No final da tarde de ontem (24/09), na comunidade quilombola Mesquita, localizada na Cidade Ocidental, estado de Goiás, foi realizada uma audiência pública para debater os rumos do processo de titulação do território tradicional da comunidade. Na atividade estiveram presentes representações do INCRA e da Fundação Cultural Palmares. O ato foi realizado pela Comunidade Quilombola Mesquita, pela Coordenação Nacional de Articulação das Comunidades Negras Rurais Quilombolas (CONAQ) e pela Sociedade Maranhense de Direitos Humanos, contando também com a participação Terra de Direitos e da Equipe de Conservação da Amazônia.

A comunidade quilombola Mesquita lotou o espaço de realização da audiência pública para entregar ao INCRA um abaixo assinado com mais de 1500 assinaturas de integrantes da comunidade favoráveis à titulação integral do território tradicional quilombola. Em 17 de maio o Conselho Diretor do INCRA havia decidido limitar a titulação da comunidade menos de mil hectares. Frente à ilegalidade desse ato a Conaq, o Quilombo Mesquita, entre diversas organizações quilombolas, bem como a Terra de Direitos, redigiram petição ao INCRA solicitando a revisão da decisão, o que de fato ocorreu em 21 de junho, quando o Conselho Diretor anulou a decisão anterior e reafirmou que o território da comunidade deve ser titulado com a área integral de 4,2 mil hectares.

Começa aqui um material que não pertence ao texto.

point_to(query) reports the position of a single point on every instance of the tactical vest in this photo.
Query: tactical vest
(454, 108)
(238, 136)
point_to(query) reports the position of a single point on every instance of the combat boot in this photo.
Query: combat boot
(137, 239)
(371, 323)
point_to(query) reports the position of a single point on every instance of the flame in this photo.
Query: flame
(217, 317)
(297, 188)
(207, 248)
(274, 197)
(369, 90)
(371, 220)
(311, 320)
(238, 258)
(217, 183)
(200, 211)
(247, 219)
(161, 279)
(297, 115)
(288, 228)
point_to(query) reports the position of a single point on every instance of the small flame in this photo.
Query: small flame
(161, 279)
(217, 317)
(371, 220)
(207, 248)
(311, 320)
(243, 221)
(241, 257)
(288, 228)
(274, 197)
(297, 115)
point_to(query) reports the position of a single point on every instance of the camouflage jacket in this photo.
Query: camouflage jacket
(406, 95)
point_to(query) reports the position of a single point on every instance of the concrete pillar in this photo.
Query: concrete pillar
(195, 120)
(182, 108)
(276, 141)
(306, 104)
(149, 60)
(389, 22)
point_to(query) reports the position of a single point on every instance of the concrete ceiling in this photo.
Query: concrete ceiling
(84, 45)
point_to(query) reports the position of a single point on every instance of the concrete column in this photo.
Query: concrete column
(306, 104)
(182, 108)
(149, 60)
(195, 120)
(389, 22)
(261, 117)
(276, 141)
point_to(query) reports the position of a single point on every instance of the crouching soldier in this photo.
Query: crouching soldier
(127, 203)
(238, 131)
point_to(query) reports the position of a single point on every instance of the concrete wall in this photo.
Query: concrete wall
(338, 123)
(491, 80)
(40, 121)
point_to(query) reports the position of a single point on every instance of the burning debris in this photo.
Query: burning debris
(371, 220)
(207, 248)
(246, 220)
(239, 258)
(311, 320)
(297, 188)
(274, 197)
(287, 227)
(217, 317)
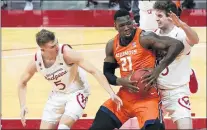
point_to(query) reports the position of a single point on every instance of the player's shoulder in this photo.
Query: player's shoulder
(64, 48)
(180, 31)
(110, 43)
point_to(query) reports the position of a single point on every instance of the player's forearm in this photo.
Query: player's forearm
(173, 51)
(190, 33)
(22, 94)
(109, 72)
(103, 82)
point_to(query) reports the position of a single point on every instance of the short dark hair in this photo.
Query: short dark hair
(44, 36)
(120, 13)
(166, 6)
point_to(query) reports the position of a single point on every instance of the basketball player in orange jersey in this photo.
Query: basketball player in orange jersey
(65, 69)
(173, 82)
(132, 49)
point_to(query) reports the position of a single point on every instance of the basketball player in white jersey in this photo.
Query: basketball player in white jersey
(147, 15)
(173, 82)
(65, 69)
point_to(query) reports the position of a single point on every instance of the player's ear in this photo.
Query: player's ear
(115, 26)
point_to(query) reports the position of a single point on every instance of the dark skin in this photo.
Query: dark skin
(148, 40)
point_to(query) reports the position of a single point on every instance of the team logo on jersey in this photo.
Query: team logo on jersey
(134, 44)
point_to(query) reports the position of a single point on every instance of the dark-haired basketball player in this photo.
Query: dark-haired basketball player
(132, 49)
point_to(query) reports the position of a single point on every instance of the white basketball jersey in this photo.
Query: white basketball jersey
(178, 72)
(63, 77)
(147, 15)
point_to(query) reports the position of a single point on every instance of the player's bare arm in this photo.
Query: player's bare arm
(173, 47)
(25, 77)
(191, 36)
(110, 65)
(71, 56)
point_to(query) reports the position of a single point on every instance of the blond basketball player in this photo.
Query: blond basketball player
(174, 80)
(147, 15)
(65, 69)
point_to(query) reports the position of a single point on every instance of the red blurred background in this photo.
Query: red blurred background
(80, 18)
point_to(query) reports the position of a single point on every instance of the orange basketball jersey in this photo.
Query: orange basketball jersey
(133, 56)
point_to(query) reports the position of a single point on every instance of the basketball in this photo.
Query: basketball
(136, 76)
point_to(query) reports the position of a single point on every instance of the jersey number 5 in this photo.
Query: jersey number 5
(126, 63)
(60, 85)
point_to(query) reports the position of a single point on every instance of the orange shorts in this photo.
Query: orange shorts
(143, 109)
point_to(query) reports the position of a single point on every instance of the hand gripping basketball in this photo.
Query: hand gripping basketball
(23, 112)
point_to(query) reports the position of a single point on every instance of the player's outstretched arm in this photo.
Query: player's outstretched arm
(191, 36)
(110, 64)
(25, 77)
(71, 56)
(173, 47)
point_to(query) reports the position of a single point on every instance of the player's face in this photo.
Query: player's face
(124, 26)
(50, 48)
(162, 20)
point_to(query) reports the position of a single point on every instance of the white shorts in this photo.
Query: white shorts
(176, 102)
(59, 104)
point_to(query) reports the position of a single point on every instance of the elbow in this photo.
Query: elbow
(196, 41)
(94, 72)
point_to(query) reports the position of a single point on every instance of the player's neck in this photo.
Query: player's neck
(167, 30)
(125, 41)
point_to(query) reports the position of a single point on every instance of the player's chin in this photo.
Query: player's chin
(128, 35)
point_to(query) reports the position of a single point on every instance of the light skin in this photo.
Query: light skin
(125, 28)
(49, 53)
(166, 24)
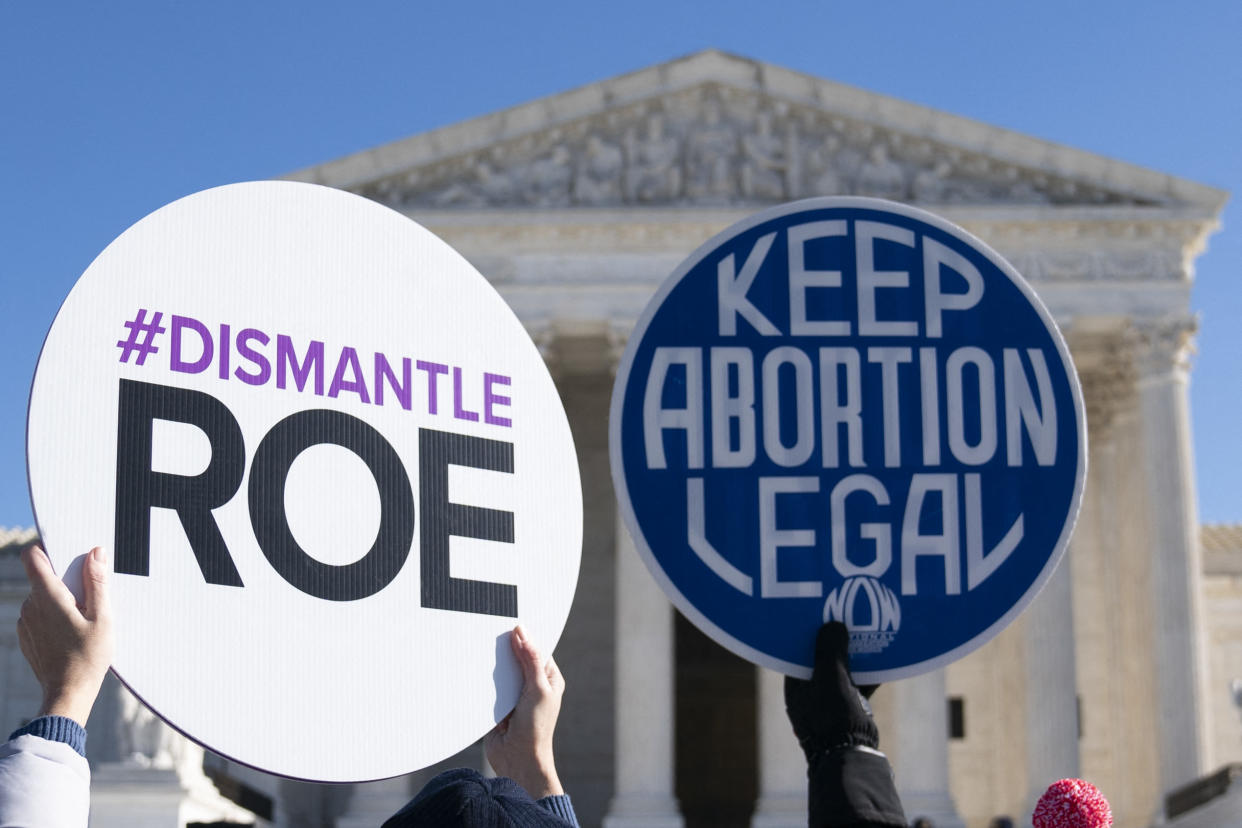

Na audiência pública de ontem o INCRA afirmou que já não é necessária a realização de qualquer consulta à comunidade, pois estava explícita a necessidade de titular a integralidade do território tradicional, inclusive porque os estudos técnicos do INCRA, realizados com intensa participação da comunidade, foram chancelados pela 5ª Turma do Tribunal Regional Federal da 1ª Região, em julgamento realizado em 20 de setembro de 2018. Representado pelo Diretor de Ordenamento da Estrutura Fundiária, Stanislau Antônio Lopes, pelo Coordenador-geral de Regularização de Territórios Quilombolas, Antônio Oliveira Santos, bem como pela Procuradoria Federal Especializada, através do Procurador Carlos Henrique Gondim, o INCRA afirmou que trabalhará em regime de prioridade no caso, para que a portaria de reconhecimento do território da comunidade seja publicada o mais rápido possível.

A comunidade quilombola Mesquita e a Conaq esperam que o INCRA cumpra com o compromisso assumido na audiência pública, e publique logo a portaria de reconhecimento, e deixe de atender às pressões políticas de terceiros que não querem que o quilombo tenha seu território titulado.